Ponen una cosa gelatinosa en la barriga de Olga María. El ginecólogo mira concentradamente la pantalla. Wilson espera impaciente. Quiere saber cuál es el sexo de esa cosa que cada vez pone más y más grande la barriga de Olga María. Esa barriga que tiene que masajear todas las noches porque Olga María ha leído que eso es buenísimo para estimular al bebé y para demostrarle que tiene dos papás que lo están esperando con amor.

Es una masa amorfa. Las imágenes están en blanco y negro. Hay que hacer grandes esfuerzos para identificar lo que hay ahí. Lo más importante es el sexo de la masa. Pero la respuesta no reside en la ecografía. La respuesta ya estaba desde que eso fue concebido en un hotel de Caucasia mientras Olga María y Wilson venían de la Costa. Ahí pararon los dos con el resto de la tradicional familia. En ese hotel, Wilson empieza a acariciar a Olga María. Ella ya sabe que él le quiere hacer un hijo toda costa.
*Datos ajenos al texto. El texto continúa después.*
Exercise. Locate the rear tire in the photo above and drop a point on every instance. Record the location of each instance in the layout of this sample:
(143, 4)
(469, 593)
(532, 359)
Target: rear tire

Ya es hora de tener un hijo y ser un pequeño burgués completo. Ése era el elemento que faltaba. Olga María, como siempre, renuente a tener sexo. Pero termina por complacerlo, como siempre. Cuando Wilson eyacula en Olga María presiente que por fin el mandato de ser papá, que ni siquiera él comprende, se ha cumplido.
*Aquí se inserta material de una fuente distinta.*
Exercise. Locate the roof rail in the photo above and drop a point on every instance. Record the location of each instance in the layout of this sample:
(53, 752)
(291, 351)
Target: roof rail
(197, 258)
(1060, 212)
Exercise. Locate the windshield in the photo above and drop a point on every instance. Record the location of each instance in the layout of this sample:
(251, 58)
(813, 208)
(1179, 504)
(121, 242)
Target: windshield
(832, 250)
Es difícil identificar las imágenes cuando de pronto aparece la cosa. Se le ve la cabeza y el tronco. Hay términos que Wilson no puede entender como “índices cefálicos”, “húmeros” y “visión sagital”. Definitivo: Es una niña, dice el médico. Wilson se siente decepcionado. Esperaba un hijo. Su condición de macho le indica que esta pobre niña va a sufrir mucho en la vida con los hombres. Pero ya al menos no es una cosa. Tiene un nombre. Se va a llamar como la tía soprano, caída en la ruina y que en ese preciso momento, a las tres de la tarde, alza el brazo completamente borracha para tomarse un aguardiente doble.